The rest of the supporting cast don’t fare any better. Morgan Freeman appears as Vice President
Morgan Freeman Trumbull, who often feels so disconnected from the actual events of the film that all of his scenes are absolutely superfluous. Oscar Winner Melissa Leo appears as the Secretary Of State, with her face permanently frozen in a look of abject horror and confusion – like she’d just remembered she’d left the front door unlocked and was busy visualising the thousands of possible travesties that were currently taking place in her home – but completely divorced from the events of the film. Jackie Earle Haley turns up for a paycheque, and Robert Forster plays the exact same General character he’s played in fifty (better) movies. In fact, he was likely already on the set when they arrived and they just decided to roll with it.

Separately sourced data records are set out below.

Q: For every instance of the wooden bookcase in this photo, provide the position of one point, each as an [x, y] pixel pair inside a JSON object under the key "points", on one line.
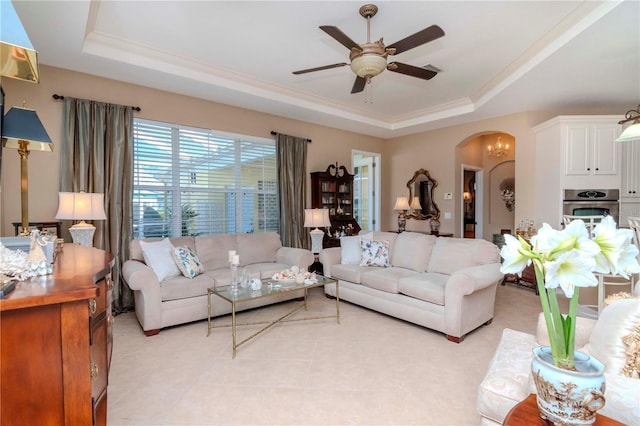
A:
{"points": [[333, 190]]}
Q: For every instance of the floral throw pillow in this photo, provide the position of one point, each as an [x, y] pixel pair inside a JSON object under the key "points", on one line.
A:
{"points": [[187, 262], [374, 253]]}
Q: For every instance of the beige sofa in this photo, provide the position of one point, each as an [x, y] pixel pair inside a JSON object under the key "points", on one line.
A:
{"points": [[445, 284], [508, 379], [177, 299]]}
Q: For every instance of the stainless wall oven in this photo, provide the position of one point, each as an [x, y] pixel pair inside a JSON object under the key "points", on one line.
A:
{"points": [[591, 202]]}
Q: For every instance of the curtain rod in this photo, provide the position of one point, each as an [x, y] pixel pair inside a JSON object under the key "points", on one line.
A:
{"points": [[60, 97], [275, 133]]}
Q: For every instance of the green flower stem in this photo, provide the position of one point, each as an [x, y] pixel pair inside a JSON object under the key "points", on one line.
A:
{"points": [[553, 319]]}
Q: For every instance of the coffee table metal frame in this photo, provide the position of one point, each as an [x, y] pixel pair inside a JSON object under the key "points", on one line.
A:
{"points": [[269, 288]]}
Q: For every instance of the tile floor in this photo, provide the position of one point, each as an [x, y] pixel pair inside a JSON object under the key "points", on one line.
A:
{"points": [[369, 370]]}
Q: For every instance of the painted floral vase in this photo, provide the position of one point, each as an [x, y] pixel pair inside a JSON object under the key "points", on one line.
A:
{"points": [[568, 397]]}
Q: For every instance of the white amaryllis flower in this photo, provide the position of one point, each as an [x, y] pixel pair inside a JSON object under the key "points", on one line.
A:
{"points": [[614, 244], [571, 269], [516, 254], [568, 259]]}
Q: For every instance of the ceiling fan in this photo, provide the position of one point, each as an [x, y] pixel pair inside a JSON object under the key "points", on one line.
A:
{"points": [[370, 59]]}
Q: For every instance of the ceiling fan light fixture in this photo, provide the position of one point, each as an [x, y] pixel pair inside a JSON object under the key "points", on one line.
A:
{"points": [[367, 66]]}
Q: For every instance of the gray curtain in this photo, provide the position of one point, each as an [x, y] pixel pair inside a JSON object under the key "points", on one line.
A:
{"points": [[291, 153], [97, 156]]}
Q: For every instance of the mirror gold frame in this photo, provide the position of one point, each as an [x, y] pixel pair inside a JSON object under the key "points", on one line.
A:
{"points": [[423, 185]]}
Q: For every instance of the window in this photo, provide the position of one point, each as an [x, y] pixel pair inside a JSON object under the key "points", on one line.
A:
{"points": [[190, 181]]}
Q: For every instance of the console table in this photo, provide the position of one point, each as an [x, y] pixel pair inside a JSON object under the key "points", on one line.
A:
{"points": [[526, 413], [55, 343]]}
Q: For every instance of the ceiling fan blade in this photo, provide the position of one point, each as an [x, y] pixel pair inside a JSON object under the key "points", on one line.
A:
{"points": [[326, 67], [411, 70], [340, 37], [358, 85], [421, 37]]}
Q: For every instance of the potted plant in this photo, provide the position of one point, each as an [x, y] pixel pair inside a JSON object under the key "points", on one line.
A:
{"points": [[568, 259]]}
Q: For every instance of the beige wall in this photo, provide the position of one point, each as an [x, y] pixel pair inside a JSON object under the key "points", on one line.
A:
{"points": [[441, 151], [328, 145]]}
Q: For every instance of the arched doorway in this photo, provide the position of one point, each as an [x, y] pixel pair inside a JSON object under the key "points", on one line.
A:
{"points": [[487, 162]]}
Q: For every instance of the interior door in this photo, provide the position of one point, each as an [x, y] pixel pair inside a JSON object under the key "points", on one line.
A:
{"points": [[366, 182]]}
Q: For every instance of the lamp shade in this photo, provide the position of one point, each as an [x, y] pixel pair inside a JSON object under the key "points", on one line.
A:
{"points": [[631, 133], [402, 203], [316, 218], [23, 124], [18, 59], [80, 206]]}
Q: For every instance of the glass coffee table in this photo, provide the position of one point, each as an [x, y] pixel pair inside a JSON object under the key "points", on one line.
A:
{"points": [[269, 288]]}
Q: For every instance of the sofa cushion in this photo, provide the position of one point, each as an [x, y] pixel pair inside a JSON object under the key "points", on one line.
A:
{"points": [[384, 279], [427, 286], [385, 236], [213, 250], [374, 253], [179, 287], [259, 247], [453, 254], [135, 251], [351, 273], [606, 343], [157, 255], [412, 250], [350, 248], [187, 261]]}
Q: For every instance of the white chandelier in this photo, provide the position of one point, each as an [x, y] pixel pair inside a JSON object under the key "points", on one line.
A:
{"points": [[499, 148]]}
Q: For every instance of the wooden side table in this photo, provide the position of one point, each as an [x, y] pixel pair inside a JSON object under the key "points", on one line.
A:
{"points": [[526, 413], [40, 226]]}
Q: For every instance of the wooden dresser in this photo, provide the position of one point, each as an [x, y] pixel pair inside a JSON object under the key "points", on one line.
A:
{"points": [[55, 343]]}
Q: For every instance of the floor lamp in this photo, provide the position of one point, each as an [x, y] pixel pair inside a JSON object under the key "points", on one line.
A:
{"points": [[23, 130], [316, 218], [81, 206]]}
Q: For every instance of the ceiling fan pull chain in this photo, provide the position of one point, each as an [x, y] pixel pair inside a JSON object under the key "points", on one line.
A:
{"points": [[368, 94]]}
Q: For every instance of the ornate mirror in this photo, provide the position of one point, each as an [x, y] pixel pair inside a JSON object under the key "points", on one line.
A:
{"points": [[421, 186]]}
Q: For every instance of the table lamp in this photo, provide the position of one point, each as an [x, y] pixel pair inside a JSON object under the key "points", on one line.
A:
{"points": [[81, 206], [316, 218], [402, 205], [23, 130]]}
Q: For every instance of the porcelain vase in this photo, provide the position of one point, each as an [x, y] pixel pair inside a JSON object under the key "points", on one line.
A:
{"points": [[568, 397]]}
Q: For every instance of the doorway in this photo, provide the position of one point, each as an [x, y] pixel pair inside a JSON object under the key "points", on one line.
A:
{"points": [[471, 224], [366, 181]]}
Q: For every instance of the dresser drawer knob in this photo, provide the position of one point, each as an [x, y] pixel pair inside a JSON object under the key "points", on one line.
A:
{"points": [[94, 371]]}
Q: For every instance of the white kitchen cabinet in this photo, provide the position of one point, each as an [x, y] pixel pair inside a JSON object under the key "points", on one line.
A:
{"points": [[574, 152], [628, 208], [630, 170], [591, 149]]}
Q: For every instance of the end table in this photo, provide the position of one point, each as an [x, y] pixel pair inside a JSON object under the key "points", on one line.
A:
{"points": [[526, 413]]}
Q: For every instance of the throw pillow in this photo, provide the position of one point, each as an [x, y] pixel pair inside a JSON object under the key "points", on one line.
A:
{"points": [[631, 367], [374, 253], [157, 255], [187, 261], [607, 341], [350, 249]]}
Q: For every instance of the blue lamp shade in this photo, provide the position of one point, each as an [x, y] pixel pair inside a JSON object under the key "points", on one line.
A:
{"points": [[18, 59], [24, 124]]}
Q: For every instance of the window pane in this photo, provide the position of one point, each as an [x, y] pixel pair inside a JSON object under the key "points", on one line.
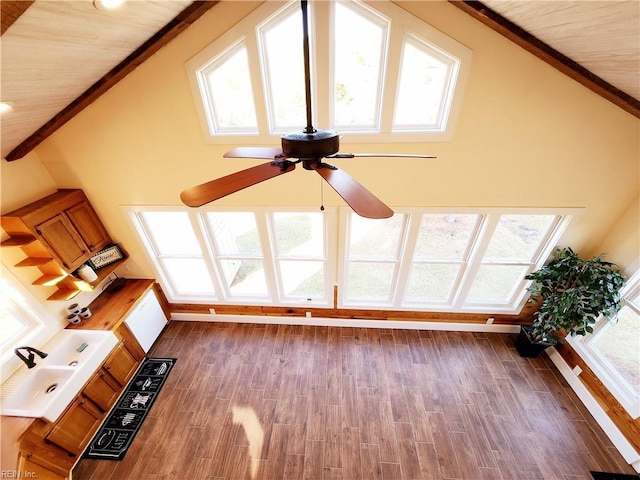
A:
{"points": [[358, 45], [244, 277], [299, 234], [375, 238], [284, 65], [431, 282], [495, 283], [235, 233], [444, 236], [188, 275], [619, 342], [229, 88], [171, 233], [370, 280], [517, 237], [422, 91], [303, 279]]}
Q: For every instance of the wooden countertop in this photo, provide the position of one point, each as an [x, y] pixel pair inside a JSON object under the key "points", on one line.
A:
{"points": [[109, 309]]}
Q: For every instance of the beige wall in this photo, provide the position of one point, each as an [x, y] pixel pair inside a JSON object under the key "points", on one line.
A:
{"points": [[622, 243], [526, 136]]}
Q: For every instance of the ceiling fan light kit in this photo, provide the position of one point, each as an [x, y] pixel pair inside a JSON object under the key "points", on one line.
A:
{"points": [[309, 147]]}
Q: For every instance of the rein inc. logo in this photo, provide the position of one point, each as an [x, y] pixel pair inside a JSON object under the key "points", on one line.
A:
{"points": [[17, 474]]}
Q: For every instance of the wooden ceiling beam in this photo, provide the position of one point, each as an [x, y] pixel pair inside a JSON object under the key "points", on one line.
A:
{"points": [[11, 10], [180, 23], [521, 37]]}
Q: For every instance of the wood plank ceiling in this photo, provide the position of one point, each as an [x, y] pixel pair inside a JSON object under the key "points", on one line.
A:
{"points": [[58, 57]]}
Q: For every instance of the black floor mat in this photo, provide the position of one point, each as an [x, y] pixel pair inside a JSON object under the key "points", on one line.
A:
{"points": [[114, 437]]}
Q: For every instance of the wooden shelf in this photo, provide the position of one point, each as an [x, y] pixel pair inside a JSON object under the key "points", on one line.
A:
{"points": [[63, 294], [48, 280], [33, 262], [17, 241]]}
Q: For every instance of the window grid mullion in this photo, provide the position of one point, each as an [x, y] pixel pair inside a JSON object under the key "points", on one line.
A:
{"points": [[481, 238], [206, 242], [406, 256], [264, 225]]}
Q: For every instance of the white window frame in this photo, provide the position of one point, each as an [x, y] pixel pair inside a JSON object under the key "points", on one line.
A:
{"points": [[488, 222], [625, 393], [264, 222], [403, 26]]}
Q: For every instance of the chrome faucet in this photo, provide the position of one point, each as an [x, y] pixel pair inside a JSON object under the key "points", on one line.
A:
{"points": [[32, 354]]}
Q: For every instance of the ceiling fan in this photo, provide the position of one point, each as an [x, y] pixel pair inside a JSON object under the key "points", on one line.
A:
{"points": [[309, 147]]}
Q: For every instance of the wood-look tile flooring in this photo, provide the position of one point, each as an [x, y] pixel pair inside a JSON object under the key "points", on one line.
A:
{"points": [[302, 402]]}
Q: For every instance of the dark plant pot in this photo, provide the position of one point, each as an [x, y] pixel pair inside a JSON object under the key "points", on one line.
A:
{"points": [[527, 347]]}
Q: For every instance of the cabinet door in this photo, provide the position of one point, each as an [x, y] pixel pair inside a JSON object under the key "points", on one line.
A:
{"points": [[89, 227], [121, 364], [102, 390], [74, 429], [63, 240]]}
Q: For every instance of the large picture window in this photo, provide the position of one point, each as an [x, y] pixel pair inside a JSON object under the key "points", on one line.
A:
{"points": [[445, 261], [240, 256], [612, 351], [419, 259], [376, 70]]}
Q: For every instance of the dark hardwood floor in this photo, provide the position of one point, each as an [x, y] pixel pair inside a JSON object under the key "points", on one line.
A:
{"points": [[301, 402]]}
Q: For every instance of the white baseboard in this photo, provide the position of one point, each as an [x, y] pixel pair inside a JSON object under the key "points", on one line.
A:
{"points": [[610, 429], [344, 322]]}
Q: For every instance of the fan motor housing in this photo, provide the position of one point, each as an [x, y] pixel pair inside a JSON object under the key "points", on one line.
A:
{"points": [[318, 144]]}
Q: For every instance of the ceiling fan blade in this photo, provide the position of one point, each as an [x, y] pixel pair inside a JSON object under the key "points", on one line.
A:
{"points": [[269, 153], [221, 187], [381, 155], [361, 200]]}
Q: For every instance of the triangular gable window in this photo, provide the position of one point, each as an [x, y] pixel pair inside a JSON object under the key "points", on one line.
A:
{"points": [[376, 70]]}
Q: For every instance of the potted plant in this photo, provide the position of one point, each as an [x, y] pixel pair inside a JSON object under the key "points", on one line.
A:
{"points": [[571, 294]]}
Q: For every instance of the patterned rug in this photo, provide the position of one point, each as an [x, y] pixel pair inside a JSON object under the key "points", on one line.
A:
{"points": [[114, 437]]}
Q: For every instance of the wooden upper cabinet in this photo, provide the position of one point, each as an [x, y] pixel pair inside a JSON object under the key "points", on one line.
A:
{"points": [[62, 239], [65, 222], [88, 225]]}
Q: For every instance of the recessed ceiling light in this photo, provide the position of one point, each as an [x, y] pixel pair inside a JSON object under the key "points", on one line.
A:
{"points": [[107, 4], [5, 107]]}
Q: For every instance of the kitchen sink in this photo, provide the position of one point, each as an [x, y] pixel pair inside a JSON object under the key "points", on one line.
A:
{"points": [[44, 391], [37, 391], [74, 348]]}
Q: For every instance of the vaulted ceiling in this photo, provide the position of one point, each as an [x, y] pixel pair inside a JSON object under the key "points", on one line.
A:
{"points": [[59, 56]]}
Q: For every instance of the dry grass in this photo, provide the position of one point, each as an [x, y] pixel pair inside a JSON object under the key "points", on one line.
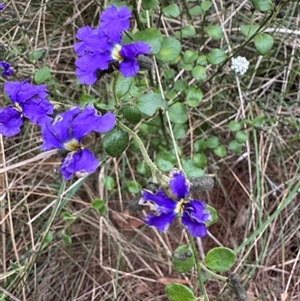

These scenes in the war room, and their British counterparts are, in a word, pointless. Not only are they disruptive to the film’s no-nonsense pacing, but they literally offer nothing in the way of notable assistance to Butler and Eckhart’s plight, meaning we have to take a break from the action to watch a bunch of actors figure out what we’ve already witnessed.
Ultimately London Has Fallen is a largely irredeemable excuse for an action movie blockbuster. Offensively unintelligent, woefully cheap looking, and diabolically written, even its uninterested but starry cast can’t save it from itself. It’s painfully generic, asinine, and you can predict the entire plot from the start, down to the identity of the inevitable traitor in their midst (clue: he’s the guy that looks like an anthropomorphic flaccid penis aka Weasel McWeaslington). Ironically, in a film meant to glorify patriotic bullshit, the terrorists are the only characters that come away feeling sympathetic, and the film’s final message of “see, this is why we have to bomb the Middle East to pieces, and we should actually do it a lot more!” is not only dangerous but despicable. One can suppose that the creators of London Has Fallen can feel proud that they’ve managed to make Donald Trump‘s ideal movie; a film that makes Michael Bay look like a Renaissance man, but for the rest of us you’re better off just going to see Deadpool for the fifth time.